Violet was gone for 6 months. She came home for the holidays. I was too optimistic. Old habits die hard. Places, people, sounds and smells can be SUCH strong sense memories. Coming home was a dunk in the old pool of turmoil.
She had an uncontrollable outburst after Christmas. We needed the therapist, and siblings, to help pull her out of it. The next day, she left for school. I buckled. I couldn’t bear the feelings caused by seeing her in that state, especially after all this work. I lost perspective and couldn’t seem to pull MYSELF out of it.
My husband tried to talk me down, “Amie, try and relax. That was A LOT to ask of her. It was a ton of pressure for the first home visit. She had one hard time, one day. Overall, she did really well. She was able to bounce back after her episode and function with the family after moments, not days. That NEVER would have happened before. That IS progress. You have to try and see the little things, or you will make yourself crazy.”
In my clear mind, I KNEW how hard it was to change behaviors and cycles. The ability to come back to the family within moments WAS serious progress. I was the one who struggled.
“Two steps forward, one step back.” Ultimately, this is still one step forward. So, how could I embrace that part? How could I experience the backslide and recover in order to continue to move forward?
Resilience: the ability to properly adapt to stressful situations or adversity; the ability to bounce back from hardship, to return to good condition.
From Day One, Violet’s school curriculum focuses on Resiliency. How do you handle adversity? Do you buckle or can you bounce back? How quickly? Can they teach you to do it faster?
Violet’s therapist shared a line with me, “Will this matter in 6 minutes? 6 hours? 6 days? 6 months?” I burned this one into my brain. Major aid for perspective.
As heart rate recovery time indicates physical fitness, “resiliency” indicates psychological health. Resiliency functions like a muscle; it can be strengthened.

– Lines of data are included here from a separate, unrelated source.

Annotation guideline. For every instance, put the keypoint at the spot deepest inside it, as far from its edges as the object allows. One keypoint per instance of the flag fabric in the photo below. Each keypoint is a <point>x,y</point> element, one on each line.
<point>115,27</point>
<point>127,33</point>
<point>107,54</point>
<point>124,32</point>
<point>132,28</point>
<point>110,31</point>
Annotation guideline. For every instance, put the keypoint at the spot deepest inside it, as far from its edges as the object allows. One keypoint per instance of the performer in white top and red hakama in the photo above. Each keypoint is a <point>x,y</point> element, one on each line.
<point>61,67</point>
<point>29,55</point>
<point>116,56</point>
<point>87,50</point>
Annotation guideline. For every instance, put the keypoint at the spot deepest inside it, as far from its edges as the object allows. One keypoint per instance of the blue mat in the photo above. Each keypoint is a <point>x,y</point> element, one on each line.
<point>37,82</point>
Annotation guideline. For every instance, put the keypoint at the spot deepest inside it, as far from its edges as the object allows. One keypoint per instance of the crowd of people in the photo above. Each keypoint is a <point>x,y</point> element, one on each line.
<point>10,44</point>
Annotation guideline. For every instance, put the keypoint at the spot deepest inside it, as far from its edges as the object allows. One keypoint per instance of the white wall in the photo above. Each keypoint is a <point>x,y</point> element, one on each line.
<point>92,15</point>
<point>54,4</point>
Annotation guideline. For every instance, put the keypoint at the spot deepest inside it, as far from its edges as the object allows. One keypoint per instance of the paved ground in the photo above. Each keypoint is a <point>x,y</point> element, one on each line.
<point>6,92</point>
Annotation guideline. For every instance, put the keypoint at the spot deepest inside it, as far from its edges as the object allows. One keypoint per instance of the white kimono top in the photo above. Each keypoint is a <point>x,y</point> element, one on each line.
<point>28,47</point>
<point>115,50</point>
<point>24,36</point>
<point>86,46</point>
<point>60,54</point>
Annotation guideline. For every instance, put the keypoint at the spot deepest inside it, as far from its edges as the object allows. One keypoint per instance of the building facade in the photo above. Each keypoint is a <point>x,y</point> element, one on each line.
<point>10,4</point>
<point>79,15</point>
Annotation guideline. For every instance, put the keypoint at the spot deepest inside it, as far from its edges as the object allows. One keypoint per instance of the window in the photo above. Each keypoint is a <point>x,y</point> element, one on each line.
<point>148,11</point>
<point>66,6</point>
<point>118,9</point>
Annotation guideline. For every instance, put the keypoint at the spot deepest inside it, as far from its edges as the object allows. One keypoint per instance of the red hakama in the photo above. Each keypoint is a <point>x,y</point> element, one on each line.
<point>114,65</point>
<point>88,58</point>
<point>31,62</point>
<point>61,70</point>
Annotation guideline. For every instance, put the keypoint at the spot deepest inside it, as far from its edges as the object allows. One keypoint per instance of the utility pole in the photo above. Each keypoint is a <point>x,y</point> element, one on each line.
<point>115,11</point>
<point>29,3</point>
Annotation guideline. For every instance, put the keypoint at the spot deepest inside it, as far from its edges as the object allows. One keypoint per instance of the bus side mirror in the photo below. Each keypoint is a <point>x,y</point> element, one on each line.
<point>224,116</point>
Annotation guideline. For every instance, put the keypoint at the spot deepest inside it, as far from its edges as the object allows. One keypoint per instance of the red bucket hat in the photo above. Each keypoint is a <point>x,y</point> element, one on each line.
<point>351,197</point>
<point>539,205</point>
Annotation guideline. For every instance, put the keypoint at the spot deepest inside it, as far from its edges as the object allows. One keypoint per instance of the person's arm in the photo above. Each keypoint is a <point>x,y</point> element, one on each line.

There is a trial going on lead by Dr. Martin Seligman (see link). He has theorized a way to strengthen psychological fitness in a training program for soldiers. Meant to enable the soldiers to “bounce back” with increased resilience, it should help decrease the cases of PTSD (post traumatic stress disorder).
People with strong emotional, familial, social and spiritual fitness tend to be more resilient. Here are some areas of focus:
· Accepting Reality – Let’s not be hyper optimists thinking things are great when they aren’t and let’s not be pessimistic. No denial, or “the sky is falling,” just healthy acceptance.
· Finding Something Meaningful – Let’s try to focus on something that derives meaning for us. Relationships, family, spirituality, purpose. (See Man’s Search For Meaning, Viktor Frankl – I loved this one).
· Honing the Ability To Improvise – Let’s find that knack for coming up with a new solution, a flexible way of adapting to situations.
If it works there, in the most strained of situations, why wouldn’t it work for us all?
Reality and perspective. Meaning and purpose. Solutions. Resilience. Fall off the horse, get back on and try again. Got it. Man, we are all a work-in-progress.
“More than education, more than experience, more than training, a person’s level of resilience will determine who succeeds and who fails. That’s true for the cancer ward, true for the Olympics, true in the boardroom.” (Dean Becker)
And, may I add Mr. Becker, true for families.